The main point though is that the current source is viewed as external to the system, while the circuit in question is considered internal, yet we can still combine elements of the external circuit with elements of the internal circuit as long as we limit the view point we take.

This turned out to be an interesting discussion and it's good to hear your ideas too

 

[Claude Abraham]

Hi Claude,

thank you for the detailed answer. Of course - I must agree, no doubt about the definitions you have mentioned.
My only concern was the formulation "...one can construct a true current source" (construct !).

W.

Agreed. We can construct a true current source just as we can and do construct a true voltage source. We use feedback, and control the output for fixed current or voltage. I don't know if you're implying that current sources are "constructed", but I think it's worth mentioning that Mother Nature offers 2 devices that are natural sources, not "constructed". An inductor is a true current source, and a capacitor is a true voltage source. Of course they give up their energy eventually but their behavior is such. Likewise a photodiode terminated in a very low Z exhibits true current source behavior, while a PD in a high Z exhibits voltage source behavior.

Anyway, your point as well as that of Mr. Al is well taken. I hope I didn't come across as being too preachy, but I guess I felt that it should be emphasized that power is important. Nowadays driving LEDs is quite common. A large voltage source and large resistance is viable, the LEDs would not care, but efficiency does deserve some due consideration. Thanks to all.

 

[MrAl]

Hi Claude,

Well it was good that you brought it up though, in case the OP didnt realize the big difference when we look at the practical side.

Just for the fun of it, here's a little theory for the approximate current source....

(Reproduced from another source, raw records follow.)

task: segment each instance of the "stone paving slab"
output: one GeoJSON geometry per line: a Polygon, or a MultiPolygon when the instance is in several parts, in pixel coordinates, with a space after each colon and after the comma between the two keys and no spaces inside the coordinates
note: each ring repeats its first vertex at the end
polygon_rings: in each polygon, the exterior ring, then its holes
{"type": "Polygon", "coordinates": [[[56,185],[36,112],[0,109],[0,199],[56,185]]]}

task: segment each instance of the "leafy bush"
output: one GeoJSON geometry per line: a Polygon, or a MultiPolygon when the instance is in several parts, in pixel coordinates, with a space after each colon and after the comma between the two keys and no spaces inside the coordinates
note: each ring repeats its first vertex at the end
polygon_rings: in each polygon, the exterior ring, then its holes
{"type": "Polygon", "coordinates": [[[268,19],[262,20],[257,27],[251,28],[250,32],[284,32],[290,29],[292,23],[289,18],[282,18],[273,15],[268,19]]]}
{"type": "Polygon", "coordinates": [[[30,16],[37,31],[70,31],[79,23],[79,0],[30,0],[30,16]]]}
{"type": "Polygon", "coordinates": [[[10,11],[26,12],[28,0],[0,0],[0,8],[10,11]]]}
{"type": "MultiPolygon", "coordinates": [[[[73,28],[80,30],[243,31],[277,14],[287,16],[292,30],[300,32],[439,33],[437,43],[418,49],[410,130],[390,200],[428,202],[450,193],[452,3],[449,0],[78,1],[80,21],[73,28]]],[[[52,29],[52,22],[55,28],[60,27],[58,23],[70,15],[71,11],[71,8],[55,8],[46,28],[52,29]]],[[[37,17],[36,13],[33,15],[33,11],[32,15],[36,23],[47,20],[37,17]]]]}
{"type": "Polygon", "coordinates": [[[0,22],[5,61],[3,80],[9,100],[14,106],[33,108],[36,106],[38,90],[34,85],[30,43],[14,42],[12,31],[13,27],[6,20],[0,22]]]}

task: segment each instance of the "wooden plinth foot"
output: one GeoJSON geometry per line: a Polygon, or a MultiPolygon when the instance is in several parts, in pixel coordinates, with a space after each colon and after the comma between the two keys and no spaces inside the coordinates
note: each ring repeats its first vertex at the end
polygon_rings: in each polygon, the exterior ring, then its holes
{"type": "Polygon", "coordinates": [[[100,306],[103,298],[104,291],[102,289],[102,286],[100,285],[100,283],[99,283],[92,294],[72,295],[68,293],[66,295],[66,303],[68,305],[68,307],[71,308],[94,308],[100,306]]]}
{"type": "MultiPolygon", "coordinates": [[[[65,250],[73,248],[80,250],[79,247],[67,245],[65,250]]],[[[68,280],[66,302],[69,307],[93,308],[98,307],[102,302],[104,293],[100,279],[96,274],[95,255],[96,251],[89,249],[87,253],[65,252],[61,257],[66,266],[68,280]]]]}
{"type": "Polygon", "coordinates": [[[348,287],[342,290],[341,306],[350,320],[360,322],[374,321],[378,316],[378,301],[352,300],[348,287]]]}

To be exact, we have two different circuits and we want to see how different or similar they are. One is the true current source powering the RC LP filter, and the other is a high voltage source with a large resistance in series with it and that is what powers the LP filter. We are looking at the output of the filter, across the cap.
The LP filter is made up of R1 and C.

The response with the current source I is:
[LATEX]\[\frac{{I}^{2}}{{w}^{2}\,{C}^{2}}\][/LATEX]

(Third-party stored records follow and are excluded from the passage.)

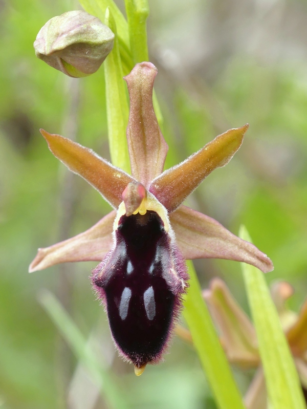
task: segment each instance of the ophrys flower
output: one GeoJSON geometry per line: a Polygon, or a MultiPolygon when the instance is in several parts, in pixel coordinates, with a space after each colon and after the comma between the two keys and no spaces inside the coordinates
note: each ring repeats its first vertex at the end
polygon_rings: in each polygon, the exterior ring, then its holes
{"type": "Polygon", "coordinates": [[[41,131],[53,154],[116,210],[84,233],[40,249],[30,268],[34,271],[59,263],[101,261],[93,283],[106,306],[115,343],[138,374],[146,363],[157,362],[165,348],[187,287],[185,259],[227,259],[263,271],[273,268],[254,245],[182,205],[209,174],[230,160],[248,125],[219,135],[163,172],[168,146],[152,106],[156,74],[152,64],[143,62],[125,78],[132,176],[87,148],[41,131]]]}

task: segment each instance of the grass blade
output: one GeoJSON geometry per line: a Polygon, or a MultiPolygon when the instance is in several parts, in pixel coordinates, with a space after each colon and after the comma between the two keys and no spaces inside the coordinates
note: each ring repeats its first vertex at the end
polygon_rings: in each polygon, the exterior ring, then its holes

and the response with the voltage source V1 and large series resistance Rs is:
[LATEX]\[\frac{{V1}^{2}}{{w}^{2}\,{C}^{2}\,{Rs}^{2}+2\,{w}^{2}\,{C}^{2}\,R1\,Rs+{w}^{2}\,{C}^{2}\,{R1}^{2}+1}\][/LATEX]

equating the two we have:
[LATEX]
\[\frac{{I}^{2}}{{w}^{2}\,{C}^{2}}=\frac{{V1}^{2}}{{w}^{2}\,{C}^{2}\,{R1}^{2}+2\,Rs\,{w}^{2}\,{C}^{2}\,R1+{Rs}^{2}\,{w}^{2}\,{C}^{2}+1}\]
[/LATEX]

and from this we can see that if we divide the top and bottom of the right hand side by Rs^2 we can immediately equate the squared current source on the left with V1^2/Rs^2, so we have:
[LATEX]\[{I}^{2}=\frac{{V1}^{2}}{{Rs}^{2}}\][/LATEX]

so the equivalent current source is:
[LATEX]\[{I}=\frac{{V1}}{{Rs}}\][/LATEX]

and that leaves us to equate the two denominators:
[LATEX]w^2*C^2=(w^2*C^2*R1^2)/Rs^2+(2*w^2*C^2*R1)/Rs+w^2*C^2+1/Rs^2[/LATEX]

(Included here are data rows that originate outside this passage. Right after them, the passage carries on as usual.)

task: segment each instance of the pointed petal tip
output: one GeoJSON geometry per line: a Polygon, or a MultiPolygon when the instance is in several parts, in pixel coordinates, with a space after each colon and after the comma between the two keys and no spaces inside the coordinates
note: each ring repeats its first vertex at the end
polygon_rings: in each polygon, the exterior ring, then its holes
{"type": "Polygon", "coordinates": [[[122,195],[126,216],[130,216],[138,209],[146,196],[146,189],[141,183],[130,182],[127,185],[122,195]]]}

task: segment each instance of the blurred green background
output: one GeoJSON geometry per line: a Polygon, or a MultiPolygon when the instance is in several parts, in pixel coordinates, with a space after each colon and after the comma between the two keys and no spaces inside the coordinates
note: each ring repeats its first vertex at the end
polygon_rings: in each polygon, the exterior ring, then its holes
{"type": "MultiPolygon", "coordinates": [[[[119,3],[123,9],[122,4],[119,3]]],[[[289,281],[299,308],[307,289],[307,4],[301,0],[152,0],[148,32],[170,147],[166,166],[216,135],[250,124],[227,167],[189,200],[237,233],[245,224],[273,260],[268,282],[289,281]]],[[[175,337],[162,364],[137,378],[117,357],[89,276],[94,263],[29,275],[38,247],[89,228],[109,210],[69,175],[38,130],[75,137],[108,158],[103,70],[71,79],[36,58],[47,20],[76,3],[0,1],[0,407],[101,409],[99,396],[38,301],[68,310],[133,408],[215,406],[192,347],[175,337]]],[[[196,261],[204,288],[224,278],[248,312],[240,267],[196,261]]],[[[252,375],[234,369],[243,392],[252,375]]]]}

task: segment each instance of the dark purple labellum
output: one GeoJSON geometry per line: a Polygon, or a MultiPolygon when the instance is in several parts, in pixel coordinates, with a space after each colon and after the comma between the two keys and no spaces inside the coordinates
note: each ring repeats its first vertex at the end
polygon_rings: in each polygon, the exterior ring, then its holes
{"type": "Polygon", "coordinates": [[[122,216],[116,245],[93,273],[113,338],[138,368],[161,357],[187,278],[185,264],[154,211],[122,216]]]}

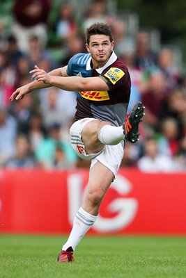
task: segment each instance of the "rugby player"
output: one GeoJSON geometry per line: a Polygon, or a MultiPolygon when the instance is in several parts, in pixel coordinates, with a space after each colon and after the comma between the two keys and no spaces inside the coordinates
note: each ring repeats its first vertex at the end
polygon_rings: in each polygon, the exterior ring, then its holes
{"type": "Polygon", "coordinates": [[[49,73],[36,65],[31,71],[35,80],[17,88],[10,98],[19,100],[35,89],[50,86],[78,92],[70,140],[77,155],[91,160],[91,164],[86,193],[59,254],[60,263],[74,261],[76,247],[96,220],[102,200],[119,169],[125,140],[134,143],[139,140],[144,106],[138,102],[126,117],[130,77],[114,45],[110,28],[93,24],[86,30],[87,54],[75,54],[68,65],[49,73]]]}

Now if we keep R1 small in comparison to Rs by making R1=Rs/A where A is a large number, we get:
[LATEX]\[{w}^{2}\,{C}^{2}=\frac{2\,{w}^{2}\,{C}^{2}}{A}+\frac{{w}^{2}\,{C}^{2}}{{A}^{2}}+{w}^{2}\,{C}^{2}+\frac{1}{{Rs}^{2}}\][/LATEX]

And here we see that if we make A large (as planned) the first two terms get very small and we are left with:
[LATEX]w^2*C^2=w^2*C^2+1/Rs^2[/LATEX]

and when we see Rs large that term gets very small too so we end up with:
[LATEX]w^2*C^2=w^2*C^2[/LATEX]

So when Rs is large compared to R1 we get an approximate equality. As mentioned before, the voltage has to be large too.

 

[Winterstone]

An inductor is a true current source, and a capacitor is a true voltage source.

Perhaps a cause of misunderstanding: What is the definition of a "true" source in comparison to an "ideal" source?


Likewise a photodiode terminated in a very low Z exhibits true current source behavior

This example could reveal the difference between "true" and "ideal". The properties of an ideal source must not depend on load conditions, do they?